Blood Cancer J. 2011 Aug;1(8):e32. doi: 10.1038/bcj.2011.32. Epub 2011 Aug 26.
The use of selective inhibitors targeting Bcr-Abl kinase is now established as a standard protocol in the treatment of chronic myelogenous leukemia; however, the acquisition of drug resistance is a major obstacle limiting the treatment efficacy. To elucidate the molecular mechanism of drug resistance, we established K562 cell line models resistant to nilotinib and imatinib. Microarray-based transcriptome profiling of resistant cells revealed that nilotinib- and imatinib-resistant cells showed the upregulation of kinase-encoding genes (AURKC, FYN, SYK, BTK and YES1). Among them, the upregulation of AURKC and FYN was observed both in nilotinib- and imatinib-resistant cells irrespective of exposure doses, while SYK, BTK and YES1 showed dose-dependent upregulation of expression. Upregulation of EGF and JAG1 oncogenes as well as genes encoding ATP-dependent drug efflux pump proteins such as ABCB1 was also observed in the resistant cells, which may confer alternative survival benefits. Functional gene set analysis revealed that molecular categories of 'ATPase activity', 'cell adhesion' or 'tyrosine kinase activity' were commonly activated in the resistant clones. Taken together, the transcriptome analysis of tyrosine kinase inhibitors (TKI)-resistant clones provides the insights into the mechanism of drug resistance, which can facilitate the development of an effective screening method as well as therapeutic intervention to deal with TKI resistance.

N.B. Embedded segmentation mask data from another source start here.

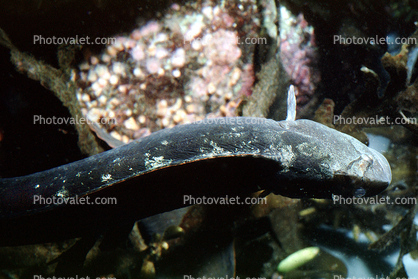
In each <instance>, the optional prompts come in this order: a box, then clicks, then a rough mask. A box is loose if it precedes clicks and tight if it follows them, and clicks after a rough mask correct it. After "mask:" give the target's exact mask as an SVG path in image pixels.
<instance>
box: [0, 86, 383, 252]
mask: <svg viewBox="0 0 418 279" xmlns="http://www.w3.org/2000/svg"><path fill="white" fill-rule="evenodd" d="M289 91H290V93H291V94H294V91H292V90H289ZM289 100H290V101H289V108H288V109H289V115H290V116H289V117H288V119H287V120H285V121H274V120H270V119H263V118H252V117H232V118H215V119H205V120H202V121H200V122H195V123H192V124H186V125H180V126H176V127H174V128H171V129H165V130H161V131H158V132H155V133H153V134H151V135H149V136H147V137H144V138H141V139H138V140H136V141H134V142H132V143H130V144H127V145H124V146H121V147H118V148H115V149H113V150H110V151H107V152H103V153H101V154H98V155H95V156H92V157H89V158H86V159H84V160H81V161H77V162H73V163H70V164H67V165H63V166H60V167H57V168H54V169H50V170H46V171H42V172H38V173H34V174H31V175H27V176H23V177H15V178H5V179H0V226H1V228H2V229H1V230H0V245H3V246H4V245H22V244H29V243H42V242H52V241H56V240H61V239H69V238H74V237H79V236H82V235H85V234H86V233H92V232H95V231H97V232H100V231H101V230H104V229H106V228H108V227H109V226H116V225H119V224H121V223H125V224H126V223H133V222H134V221H136V220H139V219H142V218H145V217H148V216H152V215H155V214H158V213H162V212H167V211H171V210H173V209H176V208H181V207H184V206H188V204H185V203H184V201H183V198H184V195H191V196H193V197H203V196H206V197H225V196H226V195H229V196H237V195H241V196H242V195H250V194H251V193H253V192H256V191H259V190H266V191H267V192H273V193H276V194H280V195H284V196H288V197H293V198H332V196H333V195H342V196H345V197H347V196H363V195H364V196H373V195H376V194H378V193H380V192H381V191H383V190H384V189H385V188H386V187H387V186H388V185H389V183H390V181H391V170H390V166H389V163H388V162H387V160H386V159H385V157H384V156H383V155H381V154H380V153H378V152H377V151H375V150H373V149H370V148H368V147H367V146H365V145H364V144H362V143H361V142H359V141H358V140H356V139H354V138H352V137H351V136H349V135H346V134H343V133H341V132H338V131H336V130H334V129H331V128H328V127H326V126H324V125H322V124H319V123H316V122H313V121H310V120H296V121H295V120H294V118H295V111H296V102H295V101H292V98H291V97H290V98H289ZM109 197H113V198H116V200H117V204H108V205H104V204H101V205H98V204H96V205H91V204H90V205H86V204H84V205H82V204H65V202H64V201H66V200H67V201H69V200H72V201H74V200H75V199H76V198H77V199H78V200H80V198H84V199H88V200H89V201H90V202H91V203H94V202H95V201H96V199H101V198H109ZM41 198H44V199H45V201H46V199H48V198H49V199H50V200H52V199H55V200H58V199H59V200H60V201H63V202H64V203H62V204H56V203H55V204H45V203H40V202H35V199H41Z"/></svg>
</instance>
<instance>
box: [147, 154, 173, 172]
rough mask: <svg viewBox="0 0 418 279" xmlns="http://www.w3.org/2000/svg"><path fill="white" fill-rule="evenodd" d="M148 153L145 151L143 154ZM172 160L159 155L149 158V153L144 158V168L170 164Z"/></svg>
mask: <svg viewBox="0 0 418 279" xmlns="http://www.w3.org/2000/svg"><path fill="white" fill-rule="evenodd" d="M147 154H148V153H146V154H145V155H147ZM172 161H173V160H172V159H169V160H167V159H164V156H159V157H152V158H149V154H148V156H147V158H146V159H145V162H144V163H145V168H146V169H148V170H151V169H156V168H159V167H162V166H168V165H170V164H171V162H172Z"/></svg>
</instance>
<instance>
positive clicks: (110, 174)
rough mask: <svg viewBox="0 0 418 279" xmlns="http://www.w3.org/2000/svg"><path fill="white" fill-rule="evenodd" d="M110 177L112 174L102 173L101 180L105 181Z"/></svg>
mask: <svg viewBox="0 0 418 279" xmlns="http://www.w3.org/2000/svg"><path fill="white" fill-rule="evenodd" d="M111 179H112V175H111V174H110V173H108V174H103V175H102V182H106V181H109V180H111Z"/></svg>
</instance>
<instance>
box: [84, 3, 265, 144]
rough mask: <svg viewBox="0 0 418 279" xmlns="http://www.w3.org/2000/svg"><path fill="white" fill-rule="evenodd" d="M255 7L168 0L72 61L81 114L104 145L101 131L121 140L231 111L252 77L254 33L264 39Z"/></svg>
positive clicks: (221, 114) (172, 126)
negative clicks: (170, 2)
mask: <svg viewBox="0 0 418 279" xmlns="http://www.w3.org/2000/svg"><path fill="white" fill-rule="evenodd" d="M258 13H259V11H258V9H257V6H256V4H255V2H254V1H251V0H250V1H240V2H228V3H226V4H225V5H224V4H222V5H221V4H216V3H211V2H204V3H200V4H199V3H187V4H186V5H183V6H180V5H178V4H172V6H171V7H170V9H168V11H167V12H166V13H165V15H164V17H162V18H161V19H158V20H154V21H148V22H147V23H145V24H144V25H142V26H141V27H140V28H138V29H135V30H133V31H132V32H131V33H130V34H129V35H128V36H122V35H121V36H118V37H116V40H115V41H114V42H113V43H112V44H110V45H109V46H107V48H106V51H105V52H104V53H102V54H100V55H92V56H90V57H89V60H88V61H86V62H84V63H82V64H81V65H80V70H81V71H80V72H79V75H78V79H77V82H78V85H79V88H78V89H77V97H78V100H79V102H80V104H81V106H82V112H83V114H84V115H85V116H87V118H89V120H91V121H92V122H94V125H92V126H93V129H94V130H95V131H98V130H99V129H101V130H102V131H99V132H98V134H99V135H101V136H100V137H101V138H102V139H104V140H105V141H107V142H108V143H109V144H110V145H111V146H115V141H114V140H110V141H109V140H108V139H107V138H108V136H106V135H103V134H106V133H107V134H109V135H110V137H114V138H116V140H118V141H120V142H123V143H127V142H129V141H131V140H133V139H136V138H139V137H142V136H144V135H147V134H149V133H151V132H155V131H157V130H159V129H163V128H169V127H173V126H174V125H178V124H185V123H190V122H193V121H197V120H201V119H203V118H205V117H219V116H237V115H238V113H239V111H238V110H237V108H238V105H239V104H240V102H241V100H242V99H243V98H244V97H246V96H248V95H250V94H251V91H252V90H251V88H252V86H253V83H254V80H255V78H254V72H253V67H252V63H251V62H250V61H251V60H252V56H253V53H254V48H255V46H256V44H257V43H258V41H257V39H265V38H258V37H257V35H256V34H257V33H256V32H257V30H258V29H259V26H260V24H259V22H258V19H257V17H256V16H255V15H257V14H258ZM254 42H256V43H254ZM262 42H264V41H262ZM143 129H146V130H144V131H143V132H140V133H138V131H141V130H143ZM116 143H117V142H116Z"/></svg>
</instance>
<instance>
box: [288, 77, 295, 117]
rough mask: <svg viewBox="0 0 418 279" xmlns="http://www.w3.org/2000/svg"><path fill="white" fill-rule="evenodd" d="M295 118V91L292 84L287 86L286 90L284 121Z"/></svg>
mask: <svg viewBox="0 0 418 279" xmlns="http://www.w3.org/2000/svg"><path fill="white" fill-rule="evenodd" d="M295 120H296V91H295V87H294V86H293V85H290V86H289V91H287V117H286V121H295Z"/></svg>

针对 Bcr-Abl 激酶的选择性抑制剂的使用现已成为治疗慢性髓性白血病的标准方案;然而,获得耐药性是限制治疗效果的主要障碍。为了阐明耐药性的分子机制,我们建立了对尼罗替尼和伊马替尼耐药的 K562 细胞系模型。耐药细胞的基于微阵列的转录组谱分析显示,尼罗替尼和伊马替尼耐药细胞上调了编码激酶的基因(AURKC、FYN、SYK、BTK 和 YES1)。其中,AURKC 和 FYN 的上调在无论暴露剂量如何,在尼罗替尼和伊马替尼耐药细胞中均观察到,而 SYK、BTK 和 YES1 的表达则呈剂量依赖性上调。耐药细胞中还观察到 EGF 和 JAG1 癌基因以及编码 ATP 依赖性药物外排泵蛋白的基因(如 ABCB1)的上调,这可能赋予了替代的生存优势。功能基因集分析显示,“ATP 酶活性”、“细胞黏附”或“酪氨酸激酶活性”等分子类别在耐药克隆中普遍被激活。总之,对酪氨酸激酶抑制剂(TKI)耐药克隆的转录组分析提供了对耐药机制的深入了解,这有助于开发有效的筛选方法以及治疗干预措施来应对 TKI 耐药性。